The importance of Rebel Clef to Loyle cannot be understated, yet profiles of Carner in newspapers and magazines have often missed this. Some journalists attempt to unpack and reveal the man behind the music by talking about his real name and life events, but they often ignore this musical partnership that makes for such enjoyable listening.

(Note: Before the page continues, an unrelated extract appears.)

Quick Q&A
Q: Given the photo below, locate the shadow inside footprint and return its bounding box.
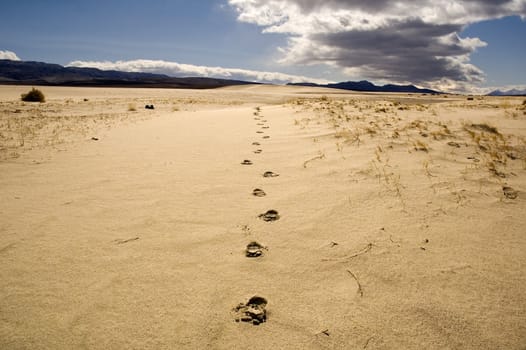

Other artists feature on the album too, with Tom Misch appearing on the track Damselfly. Carner laughs when we talk about Misch, recounting an anecdote about how collaboration between the two was almost thwarted before it had even begun. Having heard Misch’s track Follow at a friend’s party, Loyle headed to his Soundcloud the next day, but was dismayed at what he saw on the page. “It said ‘I don’t work with rappers, don’t bother asking’!” This seemingly ruled out any possible collaboration between the two, so later in his career when he received a message from Misch saying ‘I’m a big fan, I’d love to work with you’, Loyle was pleasantly surprised. “We met up a couple of times, we had loads of mutual friends, and we were very close together South London wise. We just hit it off, we started spending a lot of time together and making a lot of tunes”.
Carner comes to the Belgrave Music Hall in Leeds on February 8, performing to a sold out crowd. “It’s rowdier up there”, Loyle remarks when we speak about the difference between crowds in the north and south. Yet audiences remain diverse throughout the country, with the crowd reflecting the popularity of Carner’s soulful and laidback music. “It’s an eclectic mix; there are seventy-year-olds, those in love with 6 Music, and people you just wouldn’t expect”.
Away from the growing acclaim in the music world, Carner’s work outside of rap is incredibly important and close to home. His cooking project, Chilli Con Carner, teaches cooking skills to young people with ADHD. As someone with ADHD himself, Carner underlines the importance of cooking as an activity that brought him pleasure: “I used to be a bit of a hot head when I was younger, but the kinetic energy and instant gratification [of cooking] really chilled me out”.
Loyle explains, “I wanted to go into culinary school, that was my dream”. Critiquing the ignorance surrounding ADHD, Carner seeks to “shed the stereotype, getting teachers engaged with its existence, rather than just viewing a child as simply badly behaved”.
The album does not shy away from raising awareness either: the song Sun Of Jean ends with a heartfelt poem read by Loyle’s mother about her incredibly active and creative son. “A two-foot tale of trouble… He used to draw on anything… and now he draws with words”. The song, and album, is deeply personal and shows the family connection that flows throughout Carner’s lyrics, epitomised by the album artwork. “It’s an extended family photo, [picturing] everybody who had an impact”. The cover has parallels with Kendrick Lamar’s To Pimp a Butterfly artwork, with Carner swapping the White House backdrop for a garden and an appearance from his black poodle, Ringo.
The album, which has debuted at 14 in the charts, displays a reference to the musical work of his late father in its title. “My dad made an album with a song called Yesterday’s Gone which my mum only found after he passed. I listened to the song a few months later and it resonated with me in many ways, and it made sense to pay homage”.
We end our conversation on the topic of his lyrics and their impact: “Hopefully my music pushes more people to get how they’re feeling out in the open. If I can get up on stage and tell a crowd some of my deepest, darkest shit, then people should be able to chat to their mum or their mates about theirs. It’s not scary at all and it’s not a bad thing.”
It’s this candid self-reflection that dominates the lyrics of Yesterday’s Gone’s, with the humbleness and honesty of their author so evident when when he speaks. For one of the most pensive voices in UK rap, the future is deservedly bright.